While there are a few stools up at the window, most of the seating is on the mezzanine. This pocket of the restaurant is fun, colourful and surprisingly cosy, with a mint green feature wall covered in paintings and patterns (and one particularly remarkable statue of a gold T. rex) and exposed bricks dotted with hanging plants and an art deco mirror that glows purple. The music matches the decor — one minute they're playing Frank Ocean, the next Elton John, the next A Tribe Called Quest. Banquette seating means you can come with a small group of friends, your significant other or just by yourself. This place was made for a good time, no matter your company.
That good time will be confirmed when you look at the drinks menu. There are signature cocktails that play with Asian flavours, like the Sundaland Sour Spritz ($15), which kicks Aperol to the curb by replacing it with ginger liqueur and a shiso shrub (an infused vinegar) for a sweet, spicy and altogether delicious concoction. There's also a rotating beer selection and a solid wine list that can be paired with the food.
Chef Rohan Brophy used to run the kitchen at Coda, and you can see that influence on the short, deliberate and ever-changing menu, which has a few starters, a few mains and a few sides.
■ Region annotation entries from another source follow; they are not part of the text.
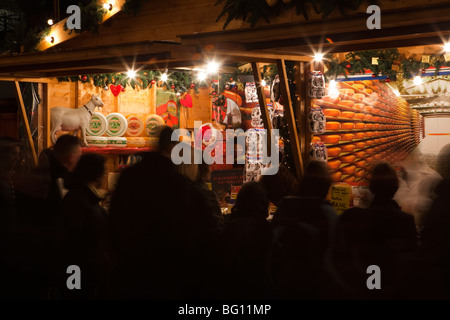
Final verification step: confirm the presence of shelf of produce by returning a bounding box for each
[83,147,158,155]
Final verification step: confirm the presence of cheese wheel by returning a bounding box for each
[340,165,356,174]
[327,147,341,157]
[322,109,341,117]
[343,176,355,182]
[341,122,355,130]
[341,111,355,118]
[354,160,366,168]
[322,134,341,144]
[355,151,366,158]
[330,171,342,182]
[126,114,145,137]
[106,112,128,137]
[322,96,341,104]
[108,137,127,148]
[339,100,355,108]
[144,114,164,137]
[327,160,341,170]
[353,170,365,178]
[339,89,355,96]
[339,154,356,163]
[352,83,366,91]
[86,112,108,137]
[127,137,145,148]
[340,133,355,141]
[326,121,341,130]
[86,136,108,148]
[341,144,355,152]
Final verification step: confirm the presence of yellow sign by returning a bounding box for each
[331,184,352,214]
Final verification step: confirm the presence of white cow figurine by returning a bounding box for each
[50,94,103,147]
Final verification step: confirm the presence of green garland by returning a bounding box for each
[324,49,450,79]
[215,0,395,29]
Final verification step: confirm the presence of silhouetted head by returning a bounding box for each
[53,134,81,171]
[0,137,20,171]
[232,181,269,218]
[298,160,331,199]
[73,153,105,188]
[369,162,398,199]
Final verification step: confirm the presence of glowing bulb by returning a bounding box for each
[103,3,112,11]
[328,80,339,98]
[197,71,206,81]
[414,76,422,86]
[127,70,136,79]
[206,61,219,73]
[444,42,450,52]
[45,36,55,43]
[314,52,323,61]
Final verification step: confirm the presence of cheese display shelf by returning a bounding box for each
[83,147,157,155]
[313,80,420,182]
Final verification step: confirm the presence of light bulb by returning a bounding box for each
[127,70,136,79]
[314,52,323,61]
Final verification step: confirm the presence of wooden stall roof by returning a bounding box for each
[0,0,450,79]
The best way to do it is to pick a few to share. The crispy eggplant ($8) is one of the former, and has been brined for hours before being deep-fried in a light tempura batter and topped with a green curry sauce. You'll dream about the crunch of the tempura, the oozing umami of the soft and melty eggplant, the creamy spice of the green curry sauce topped with garlic chips and crispy shallots. The kung pao cauliflower ($8) is another starter, the cauliflower rising from a bed of kung pao sauce like a delicious fried mountain, and laden with the extra kapow of Sichuan peppers. It's hard to even describe the massaman beef cheek curry with roti ($27), a larger dish which has a sauce so rich Mark Zuckerberg would be jealous.
This is as close to Chin Chin, Tonka and Longrain as you'll get on High Street — and for a fraction of the price, no less. The only thing typical you'll wish they had was a dessert menu, but you'll just have to settle for another spritz instead.